Nei due giorni successivi gli effettivi della compagnia si esercitarono varie volte nelle prove di reazione ad un
terremoto. Fu quasi una premonizione. Alle ore 5 del 15 settembre il sisma ci colse per davvero con ulteriore
veemenza. Dal primo piano, senza luce elettrica, ci lanciammo vestiti o no verso l'unica rampa di scale. Uno di noi
cadde e venne purtroppo calpestato. Contuso in più parti del corpo e con una spalla lussata piangeva per il dolore. Fermatosi l'oscillamento fu fatto l'appello. Mancavano due alpini. Tirammo un sospiro di sollievo quando li vedemmo
ancora mezzi addormentati scendere le scale. Avevano una tale sonnolenza arretrata da non aver minimamente sentito
il movimento tellurico. Il capitano Candolini chiese se qualcuno dei presenti avesse potuto portare il ferito in
ospedale a Tolmezzo con la propria auto in modo da non privare la caserma di un potenziale mezzo di soccorso: Mi offrii
volontario e con un capomacchina portai l'infortunato sulla mia Fiat 124 sport, prima all'infermeria della Caserma
Cantore e poi all'Ospedale Civile di Tolmezzo.
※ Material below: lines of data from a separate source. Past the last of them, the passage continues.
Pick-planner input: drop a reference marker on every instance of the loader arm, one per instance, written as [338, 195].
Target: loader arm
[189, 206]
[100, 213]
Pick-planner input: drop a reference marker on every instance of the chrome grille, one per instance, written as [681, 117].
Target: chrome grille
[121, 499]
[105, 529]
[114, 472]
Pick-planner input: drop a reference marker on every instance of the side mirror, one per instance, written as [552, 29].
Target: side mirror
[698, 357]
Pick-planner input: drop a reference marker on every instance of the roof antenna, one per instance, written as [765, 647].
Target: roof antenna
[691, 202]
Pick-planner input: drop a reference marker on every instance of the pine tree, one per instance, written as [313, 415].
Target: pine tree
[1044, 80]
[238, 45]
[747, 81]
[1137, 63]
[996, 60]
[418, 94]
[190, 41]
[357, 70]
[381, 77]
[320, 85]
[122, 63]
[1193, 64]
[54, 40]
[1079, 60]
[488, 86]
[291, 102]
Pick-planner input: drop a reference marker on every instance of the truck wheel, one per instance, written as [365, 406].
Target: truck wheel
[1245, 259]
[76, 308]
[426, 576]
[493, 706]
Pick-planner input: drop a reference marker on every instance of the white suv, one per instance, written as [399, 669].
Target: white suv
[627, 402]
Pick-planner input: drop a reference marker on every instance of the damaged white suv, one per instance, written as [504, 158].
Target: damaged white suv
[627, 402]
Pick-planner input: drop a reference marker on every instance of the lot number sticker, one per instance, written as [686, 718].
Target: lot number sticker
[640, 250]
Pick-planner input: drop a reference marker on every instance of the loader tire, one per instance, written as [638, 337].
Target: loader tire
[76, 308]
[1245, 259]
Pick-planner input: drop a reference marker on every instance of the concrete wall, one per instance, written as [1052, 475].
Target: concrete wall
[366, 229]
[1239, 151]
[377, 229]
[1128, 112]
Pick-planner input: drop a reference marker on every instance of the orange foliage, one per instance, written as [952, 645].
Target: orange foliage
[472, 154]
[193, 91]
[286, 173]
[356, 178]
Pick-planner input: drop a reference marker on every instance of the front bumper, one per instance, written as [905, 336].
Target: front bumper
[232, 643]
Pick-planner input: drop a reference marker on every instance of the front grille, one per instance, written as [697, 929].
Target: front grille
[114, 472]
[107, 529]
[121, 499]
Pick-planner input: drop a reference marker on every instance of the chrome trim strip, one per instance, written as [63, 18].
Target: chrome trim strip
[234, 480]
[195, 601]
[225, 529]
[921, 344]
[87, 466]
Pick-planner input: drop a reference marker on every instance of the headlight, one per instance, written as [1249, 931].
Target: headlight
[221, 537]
Il tragitto da Paluzza a Tolmezzo lungo circa 16 chilometri si rivelò alquanto difficoltoso. La strada statale 52 bis
era invasa dai massi caduti in seguito alla scossa e si susseguivano i rumori di continui smottamenti. Ogni tortuosità
costava una fitta di dolore al già gemente mio commilitone. Gli fu ridotta la lussazione e fasciato rigidamente venne
dimesso per poter tornare a Paluzza nella mattinata stessa. Alle ore 11,25 circa, appena smontata dall'auto avvertimmo il boato tipico del terremoto. Per mezzo minuto vedemmo il pennone dell'alza bandiera oscillare fino a quasi piegarsi e
il piazzale della caserma che sembrava aprirsi. Di quel momento ricordo lo sfogo angosciato di un sott'ufficiale
friulano che in preda al panico e alla paura disse ".siasa mea, siasa mea, no viodi più ciasa mea ." Successivamente il
sott'ufficiale si prese il rimbrotto del cap. Candolini che anche in questo caso seppe dimostrare la consueta calma e
disinvolta fermezza.
D - Dopo quest'ulteriore scossa di terremoto com'era la situazione?
R - Questi due ultimi movimenti tellurici furono il "colpo di grazia" per tutti quegli edifici pericolanti dopo la
scossa del 6 maggio. A tale proposito il Commissario Straordinario Zamberletti ordinò il censimento generale in tutta
l'area colpita per venire a conoscenza di chi era senza tetto o in ogni caso in stato di disagio. Per loro sarebbe
stato dato un alloggio temporaneo nelle località turistiche friulane Grado e Lignano. Furono incaricati di questo
compito gli alpini per il legame profondo e l'identità di valori nei confronti della popolazione friulana. A noi
della 212^ cp. fu assegnata la vasta zona dell'alta Carnia. Con un AR59 guidata da un autiere, assieme ad un
sottotenente iniziai con impegno, onorato di essere stato scelto, a raccogliere dati e situazioni, interpellando prima i
sindaci dei comuni e poi recandoci sul posto. Non fu facile convincere gli anziani rimasti in quei borghi a lasciare
le proprie case provate dalla violenza del sisma, questo perché erano stati poco informati e perché temevano di non
tornare più alle proprie dimore. Il 10 ottobre due corriere con circa un centinaio di terremotati arrivarono a Grado
negli alloggi assegnati. Il primo giorno lessi nei loro occhi smarrimento e disperazione. Molti di loro non avevano mai
lasciato i propri paesi e la loro valle. Non volevano neppure scendere nella sala da pranzo per i pasti. Salimmo noi
nelle loro camere per incoraggiarli e per invitarli a mangiare. Nei giorni successivi si rassegnarono e fecero di
necessità virtù.
Capii in quei giorni quanto amata fosse per i friulani la loro terra.
Intanto a Paluzza arrivarono 2 compagni dell8° Rgt, effettive della caserma di Venzone distrutta dal terremoto. Ancora
dopo qualche tempo, un rimbombo ed un brusio improvviso risvegliavano in me quell'apprensione e quel naturale timore mai
sopiti.
Mi sono congedato il 17 ottobre 1976, quasi trent'anni fa.
I ricordi sono rimasti nitidi come nitido è lo struggente "amarcord" verso Paluzza e le montagne della Carnia.